Mestre em Psicologia pela Universidade de Derby, na Inglaterra, e formado em Economia e em Matemática pela Universidade Cornell, nos Estados Unidos, Alan Pogrebinschi trabalhou no mercado financeiro de Wall Street por vários anos, passando de diretor a vice-presidente em grandes bancos, como Morgan Stanley, Lehman Brothers, Barclays e UBS. De volta ao Brasil aos 39 anos, ele deixou o mercado financeiro e resgatou a meditação, cujo estudo iniciou aos 16 anos durante uma temporada na Índia. Hoje, Alan ensina a prática e se dedica a difundir um novo tipo de caminho espiritual, baseado nas ciências contextuais do comportamento. Em São Paulo, onde mora, atua como coach, palestrante, escritor e professor. Alan diz que a filosofia do ikigai tem inegável valor, mas que pode ser muito mal compreendida e desvirtuada.

—Nós tendemos a ver conceitos novos com óculos antigos. O que quero dizer é que nossa cultura ocidental é capaz de pegar até mesmo uma ideia saudável como a ikigai e converter numa cobrança de que todos têm que achar um propósito maior. O problema é a cobrança, a sensação de que todos à nossa volta têm um propósito lindo e que nós “estamos perdendo” ou “estamos errados” se não tivermos também. Então o que poderia ser uma ferramenta para ajudar, conectar-se com o que dá sentido para sua vida, passa a ser mais uma fonte de comparação com os outros, mais um motivo para você se criticar e, assim, tornar-se mais infeliz. Isso não é resultado da filosofia ikigai ou da busca de propósito, mas de a gente aplicar a nossa mentalidade antiga até nesses novos conceitos — afirma Alan.

García e Miralles estabelecem paralelos entre a ikigai e a logoterapia, que estimula a busca por um sentido para a vida, e entre a ikigai e o estado de fluir, conceito que combate a dinâmica multitarefa comum nos dias de hoje. “Uma vez que tenha encontrado sua própria ikigai”, recomendam, “trate de segui-la e alimentá-la todos os dias para dar sentido à sua existência. No momento em que você dota sua vida de significado, a tarefa mais rotineira se converte em um feliz fluir”.

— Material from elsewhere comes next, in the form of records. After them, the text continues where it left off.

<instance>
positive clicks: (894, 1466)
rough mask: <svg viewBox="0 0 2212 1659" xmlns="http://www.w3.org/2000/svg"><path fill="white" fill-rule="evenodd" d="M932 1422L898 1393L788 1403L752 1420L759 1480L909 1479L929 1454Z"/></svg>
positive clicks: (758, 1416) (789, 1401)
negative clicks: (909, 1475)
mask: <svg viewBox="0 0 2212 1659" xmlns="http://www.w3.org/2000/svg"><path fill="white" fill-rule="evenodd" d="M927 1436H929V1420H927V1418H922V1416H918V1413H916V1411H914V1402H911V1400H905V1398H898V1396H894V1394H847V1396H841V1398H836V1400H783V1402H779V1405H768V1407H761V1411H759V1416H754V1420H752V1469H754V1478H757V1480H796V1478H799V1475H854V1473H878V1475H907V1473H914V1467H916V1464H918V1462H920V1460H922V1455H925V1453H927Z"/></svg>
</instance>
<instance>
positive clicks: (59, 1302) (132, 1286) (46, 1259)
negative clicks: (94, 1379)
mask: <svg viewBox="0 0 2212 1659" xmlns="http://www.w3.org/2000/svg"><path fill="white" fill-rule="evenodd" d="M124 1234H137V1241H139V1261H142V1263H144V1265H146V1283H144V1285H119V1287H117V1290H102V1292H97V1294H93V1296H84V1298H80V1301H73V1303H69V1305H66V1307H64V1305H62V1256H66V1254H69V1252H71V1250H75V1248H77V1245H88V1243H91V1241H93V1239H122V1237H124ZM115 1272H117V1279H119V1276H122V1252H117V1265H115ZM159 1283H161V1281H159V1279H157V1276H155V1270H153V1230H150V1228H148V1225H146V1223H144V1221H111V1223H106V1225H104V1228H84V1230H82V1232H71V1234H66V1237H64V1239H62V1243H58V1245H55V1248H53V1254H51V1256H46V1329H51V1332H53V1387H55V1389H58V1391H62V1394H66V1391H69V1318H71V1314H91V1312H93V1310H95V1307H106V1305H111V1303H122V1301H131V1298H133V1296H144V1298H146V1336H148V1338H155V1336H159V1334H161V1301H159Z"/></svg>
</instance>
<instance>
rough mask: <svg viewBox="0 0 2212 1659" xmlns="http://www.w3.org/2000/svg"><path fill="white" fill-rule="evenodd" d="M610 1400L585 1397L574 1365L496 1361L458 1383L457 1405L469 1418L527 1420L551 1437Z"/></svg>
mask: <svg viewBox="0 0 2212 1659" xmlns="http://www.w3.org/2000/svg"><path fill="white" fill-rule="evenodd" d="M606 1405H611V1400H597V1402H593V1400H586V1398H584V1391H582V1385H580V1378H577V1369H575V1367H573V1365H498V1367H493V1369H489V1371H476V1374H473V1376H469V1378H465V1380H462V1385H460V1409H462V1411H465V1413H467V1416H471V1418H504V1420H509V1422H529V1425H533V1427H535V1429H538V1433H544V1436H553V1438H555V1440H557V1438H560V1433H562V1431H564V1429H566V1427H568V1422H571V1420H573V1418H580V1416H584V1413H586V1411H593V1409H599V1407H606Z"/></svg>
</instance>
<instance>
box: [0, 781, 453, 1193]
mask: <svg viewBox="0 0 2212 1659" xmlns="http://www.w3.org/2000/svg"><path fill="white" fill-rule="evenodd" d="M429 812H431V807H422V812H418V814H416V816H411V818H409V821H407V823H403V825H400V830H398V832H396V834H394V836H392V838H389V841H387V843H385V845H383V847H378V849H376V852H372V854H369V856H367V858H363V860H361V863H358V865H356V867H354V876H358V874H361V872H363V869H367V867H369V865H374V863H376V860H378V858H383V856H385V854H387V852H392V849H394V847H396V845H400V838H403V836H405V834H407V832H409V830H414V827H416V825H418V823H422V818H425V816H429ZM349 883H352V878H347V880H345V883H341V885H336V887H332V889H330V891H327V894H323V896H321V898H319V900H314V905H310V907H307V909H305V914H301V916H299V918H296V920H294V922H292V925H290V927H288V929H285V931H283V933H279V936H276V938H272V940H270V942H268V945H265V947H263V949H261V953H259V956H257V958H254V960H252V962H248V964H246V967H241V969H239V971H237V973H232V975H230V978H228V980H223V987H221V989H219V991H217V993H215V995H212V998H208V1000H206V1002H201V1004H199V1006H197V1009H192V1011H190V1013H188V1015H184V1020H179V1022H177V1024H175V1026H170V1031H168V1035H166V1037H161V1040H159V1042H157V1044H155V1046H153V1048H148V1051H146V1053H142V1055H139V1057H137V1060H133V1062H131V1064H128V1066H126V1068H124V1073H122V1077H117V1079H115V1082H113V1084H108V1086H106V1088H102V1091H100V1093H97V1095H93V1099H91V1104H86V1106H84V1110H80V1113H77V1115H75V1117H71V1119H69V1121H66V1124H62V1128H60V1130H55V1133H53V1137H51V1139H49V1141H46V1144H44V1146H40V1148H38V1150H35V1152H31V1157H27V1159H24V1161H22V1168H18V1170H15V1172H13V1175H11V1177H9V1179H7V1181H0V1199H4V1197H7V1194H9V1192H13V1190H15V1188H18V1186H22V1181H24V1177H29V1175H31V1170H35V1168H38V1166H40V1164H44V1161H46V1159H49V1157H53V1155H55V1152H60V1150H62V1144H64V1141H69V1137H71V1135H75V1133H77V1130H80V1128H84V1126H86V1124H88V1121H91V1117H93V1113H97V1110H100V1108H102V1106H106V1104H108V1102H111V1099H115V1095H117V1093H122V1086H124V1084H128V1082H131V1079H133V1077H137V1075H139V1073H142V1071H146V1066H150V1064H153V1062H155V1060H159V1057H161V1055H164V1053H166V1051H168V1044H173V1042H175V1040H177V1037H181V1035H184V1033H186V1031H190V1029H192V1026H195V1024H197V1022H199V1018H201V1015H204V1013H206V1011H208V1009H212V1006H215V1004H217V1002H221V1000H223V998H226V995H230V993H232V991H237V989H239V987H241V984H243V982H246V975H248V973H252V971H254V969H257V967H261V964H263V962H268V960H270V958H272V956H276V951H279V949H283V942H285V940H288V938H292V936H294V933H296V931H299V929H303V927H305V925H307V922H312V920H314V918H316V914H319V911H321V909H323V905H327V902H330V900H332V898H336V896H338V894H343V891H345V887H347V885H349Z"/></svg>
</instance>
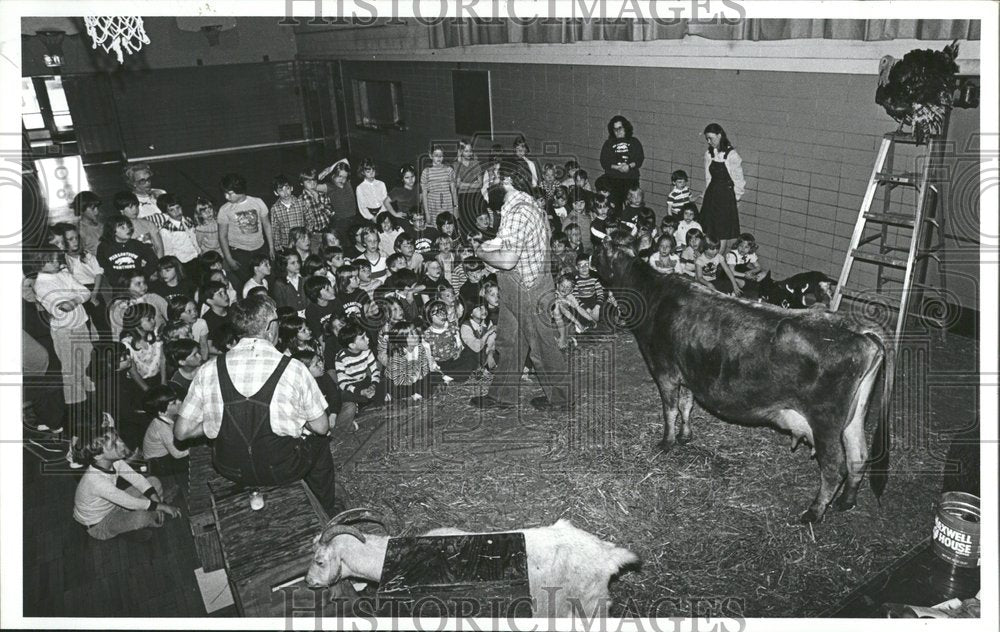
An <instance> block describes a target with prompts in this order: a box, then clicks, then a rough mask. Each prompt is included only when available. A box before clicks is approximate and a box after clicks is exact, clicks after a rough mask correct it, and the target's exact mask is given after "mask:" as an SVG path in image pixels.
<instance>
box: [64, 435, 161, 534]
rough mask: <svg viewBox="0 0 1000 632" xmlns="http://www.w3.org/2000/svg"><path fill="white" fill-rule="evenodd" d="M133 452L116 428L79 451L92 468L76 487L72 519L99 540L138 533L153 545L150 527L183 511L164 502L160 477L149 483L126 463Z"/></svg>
mask: <svg viewBox="0 0 1000 632" xmlns="http://www.w3.org/2000/svg"><path fill="white" fill-rule="evenodd" d="M130 455H131V450H130V449H129V448H128V447H127V446H126V445H125V442H124V441H122V439H121V437H119V436H118V433H117V432H116V431H115V429H114V428H113V427H108V428H106V429H105V430H104V432H103V433H102V434H100V435H98V436H97V437H95V438H94V440H93V441H91V442H90V443H89V444H87V445H86V446H84V447H83V448H81V449H80V450H79V451H78V454H77V455H76V457H77V459H78V460H79V461H81V462H83V463H86V464H87V465H89V467H88V468H87V471H86V472H84V474H83V478H81V479H80V482H79V483H78V484H77V487H76V494H75V496H74V498H73V519H74V520H76V521H77V522H79V523H80V524H82V525H83V526H84V527H86V528H87V533H88V534H90V536H91V537H92V538H95V539H97V540H110V539H111V538H113V537H115V536H118V535H121V534H123V533H132V532H138V533H136V534H135V536H133V537H134V538H135V539H138V540H148V539H149V538H150V536H151V535H152V534H151V532H150V531H149V530H148V528H149V527H162V526H163V520H164V514H166V515H167V516H170V517H172V518H176V517H178V516H180V515H181V512H180V510H179V509H178V508H177V507H174V506H173V505H168V504H166V503H165V501H167V500H168V499H167V498H163V486H162V485H161V484H160V481H159V480H158V479H157V478H156V477H153V476H151V477H149V478H146V477H145V476H143V475H142V474H139V473H138V472H136V471H135V470H133V469H132V468H131V466H129V464H128V463H126V462H125V459H126V458H128V457H129V456H130Z"/></svg>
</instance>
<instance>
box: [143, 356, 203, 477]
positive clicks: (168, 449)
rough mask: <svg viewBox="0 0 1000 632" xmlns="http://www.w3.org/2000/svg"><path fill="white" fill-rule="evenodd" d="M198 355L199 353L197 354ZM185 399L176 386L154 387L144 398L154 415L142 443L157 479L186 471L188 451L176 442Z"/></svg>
mask: <svg viewBox="0 0 1000 632" xmlns="http://www.w3.org/2000/svg"><path fill="white" fill-rule="evenodd" d="M195 353H197V350H196V351H195ZM182 399H183V396H182V395H181V394H180V393H179V392H178V391H177V389H176V388H174V385H173V384H164V385H160V386H154V387H153V388H151V389H149V390H148V391H146V396H145V397H143V400H142V403H143V408H144V409H145V410H146V412H147V413H149V414H150V415H152V416H153V421H151V422H150V423H149V426H147V428H146V436H145V437H144V438H143V440H142V455H143V457H144V458H145V459H146V462H147V463H148V464H149V471H150V473H152V474H156V475H157V476H165V475H169V474H179V473H181V472H183V471H184V462H183V461H179V460H178V459H184V458H187V456H188V451H187V450H181V449H180V448H178V447H177V445H176V444H175V443H174V422H175V421H177V411H178V410H180V407H181V400H182Z"/></svg>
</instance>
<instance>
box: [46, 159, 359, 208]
mask: <svg viewBox="0 0 1000 632" xmlns="http://www.w3.org/2000/svg"><path fill="white" fill-rule="evenodd" d="M341 157H343V156H342V154H340V153H338V150H337V149H336V148H335V147H334V146H333V145H329V146H328V145H326V144H324V143H322V142H315V143H309V144H304V145H289V146H275V147H267V148H261V149H253V150H243V151H238V152H232V153H219V154H210V155H204V156H190V157H179V158H168V159H164V160H155V161H153V162H150V163H149V164H150V166H151V167H152V169H153V186H154V187H156V188H158V189H163V190H165V191H168V192H170V193H174V194H175V195H178V196H180V199H181V203H182V204H183V205H184V209H185V210H190V211H193V209H194V200H195V198H196V197H198V196H204V197H208V198H209V199H211V200H212V201H213V202H215V204H216V205H217V206H218V205H219V204H221V203H222V202H223V201H224V200H223V199H222V193H221V191H220V190H219V180H220V179H221V178H222V176H223V175H224V174H226V173H229V172H235V173H239V174H241V175H243V177H244V178H246V181H247V185H248V187H249V193H250V195H255V196H257V197H260V198H263V199H264V201H265V202H266V203H268V204H270V203H271V202H272V201H273V199H274V194H273V193H272V192H271V190H270V189H271V180H272V179H273V178H274V176H276V175H278V174H284V175H285V176H287V177H288V178H289V179H290V180H292V181H293V182H294V181H297V178H298V173H299V171H300V170H301V169H303V168H304V167H315V168H316V169H317V170H322V169H323V168H325V167H326V166H328V165H330V164H332V163H333V162H334V161H336V160H338V159H340V158H341ZM50 160H51V159H50ZM136 160H138V159H136ZM122 169H123V167H122V165H121V164H120V163H117V162H116V163H113V164H94V165H84V166H83V171H84V174H85V179H83V178H81V179H80V180H81V181H80V182H79V184H77V185H76V186H74V190H76V189H77V187H83V188H87V189H89V190H90V191H93V192H95V193H97V194H98V195H99V196H101V199H102V200H103V201H104V210H105V211H106V212H112V211H113V210H114V207H113V205H112V199H113V197H114V194H115V193H117V192H118V191H124V190H127V189H128V185H127V183H126V181H125V177H124V175H123V173H122ZM39 170H40V171H42V170H43V167H41V166H39ZM74 180H75V178H74ZM74 184H75V182H74ZM74 192H75V191H74ZM67 212H68V211H65V210H63V211H54V212H53V214H54V215H57V216H62V215H63V214H65V213H67Z"/></svg>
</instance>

Os autores dizem que contar com o suporte de uma rede de amigos, ou “moai”, ter uma alimentação leve, descansar de maneira adequada e praticar exercícios suaves fariam parte da equação de saúde, mas o centro dessa  joie de vivre , a alegria de viver que os impulsiona a envelhecer e continuar celebrando cada novo dia, está na ikigai pessoal de cada um. Encontrar a sua ikigai pode ser a senha, o “Abre-te, Sésamo!”, para atravessar uma existência longa e feliz.